The conversation turned to Apple, and the equity manager asked about the all too common question of whether Apple might acquire Nuance. Here’s, roughly, how the conversation went:
Analyst: What is your current view on Apple’s efforts in this space? As a company they seem to take great pride in controlling the user experience and that extends to how they think about key technologies (witness the Flash vs. HTML 5 spat, for example). It makes me wonder if Apple would be satisfied relying on Nuance for such a visible and important capability or whether they’d feel the need to also bring it in-house.
Todd: Apple can definitely afford Nuance. In fact, Apple probably makes enough profit in a good quarter to buy Nuance outright. Nevertheless, it would be a BIG price tag, and not in line with Apple’s traditional acquisition strategy. I wouldn’t rule it out, but I wouldn’t say they “need” Nuance, either, but they do need to do something, and they know it. Apple has been posting job requisitions this year in the area of speech recognition, so they definitely want to bring more of the technology in-house. My guess is they’ll do some M&A in the speech technology area as well. Google and Microsoft have combined aggressive hiring with M&A, so it seems likely that Apple will go beyond the SIRI acquisition (which added an AI layer on top of Nuance) and acquire more core speech technology expertise.
Analyst: I agree with you that Apple makes/has enough cash to acquire Nuance, but that it would be out of character for Apple to do so. Where I’m most interested is whether there are meaningful technical/architectural reasons why Apple must partner with Nuance for SR, or if the gap between Nuance and these smaller players is narrow enough that Apple would acquire or partner more closely with one of the small guys in order to maintain more control over the technology. Many people seem to think that an SR acquisition would have to be of Nuance, but I’ve been told that there are many quality SR start-ups. If you had to bet, do you think that Apple needs the 800-pound gorilla Nuance in order to do a good job in SR, or would one of these smaller companies give Apple a sufficient base upon which to build out a solution?

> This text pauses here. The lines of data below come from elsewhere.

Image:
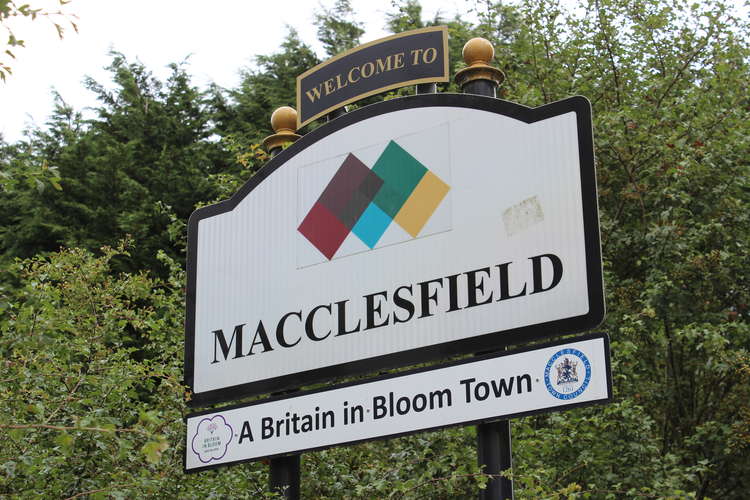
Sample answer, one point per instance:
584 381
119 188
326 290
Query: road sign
408 230
541 379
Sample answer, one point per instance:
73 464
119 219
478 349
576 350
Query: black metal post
494 452
284 473
494 456
284 476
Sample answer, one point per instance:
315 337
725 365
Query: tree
146 157
336 28
668 81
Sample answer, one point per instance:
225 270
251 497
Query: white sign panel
549 378
408 230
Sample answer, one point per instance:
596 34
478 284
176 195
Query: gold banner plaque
409 58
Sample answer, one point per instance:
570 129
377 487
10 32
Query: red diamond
324 230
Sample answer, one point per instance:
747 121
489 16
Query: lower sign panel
545 378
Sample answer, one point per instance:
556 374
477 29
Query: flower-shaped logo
212 438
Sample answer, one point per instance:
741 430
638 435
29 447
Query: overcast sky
220 36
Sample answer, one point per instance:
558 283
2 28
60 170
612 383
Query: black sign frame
483 341
473 359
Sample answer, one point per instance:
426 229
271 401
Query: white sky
221 36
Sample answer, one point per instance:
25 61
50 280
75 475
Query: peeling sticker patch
523 215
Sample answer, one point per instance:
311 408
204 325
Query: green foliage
90 387
9 9
336 29
147 154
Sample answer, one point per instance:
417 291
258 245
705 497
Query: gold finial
477 54
478 51
284 123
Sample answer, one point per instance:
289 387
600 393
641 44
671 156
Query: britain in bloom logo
567 374
364 201
211 439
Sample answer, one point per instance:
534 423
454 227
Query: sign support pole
284 472
494 451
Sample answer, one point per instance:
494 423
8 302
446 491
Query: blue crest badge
571 375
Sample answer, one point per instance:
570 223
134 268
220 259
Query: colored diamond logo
364 201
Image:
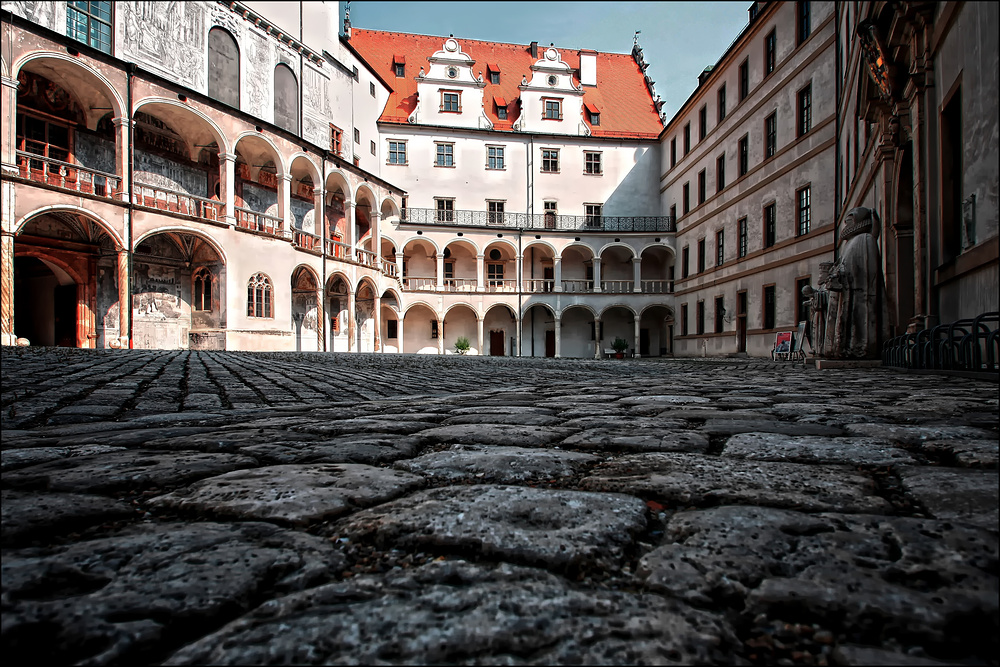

Todd: I’m confident Apple will eventually own it. I’d say the odds of them buying Nuance though are quite low (10-30% as a wild guess). There’s no technical reason why they can’t use another technology, but the 3 best reasons they’d acquire Nuance are:
Apple’s in-house teams are quite familiar with the Nuance engines as they have already implemented them in some products. Apple is engaged in a lot of patent fights, and Nuance has the best portfolio of speech patents in the world – That’s a really valuable asset that the Google’s and Microsoft’s would probably fight over! Of course, for the cost of Nuance, someone could probably buy all of the other TTS and SR tech companies in the world! ;-)
Analyst: Apple really has a phobia about adding third-party software to their products. No Mosaic core in their browser, no audio compression codecs from Dolby or DTS, no Flash from Adobe…. They acquired two microprocessor design companies to create a proprietary stack on ARM chips rather than using broadly available chipsets from Qualcomm or Broadcom. Now comes the question of what to do with SR technology….
Todd: It will be interesting to see how this all unfolds. I suspect a lot of other large companies will want to get into the game as well. It could be that the cloud-based solutions for TTS and SR become generic and replaceable enough that there isn’t a need to bring them “in-house”. Of course, Sensory is hoping and betting on the need for the Client/Server approaches, where an embedded solution (like our Truly Handsfree Triggers) nicely complement the cloud-based offerings.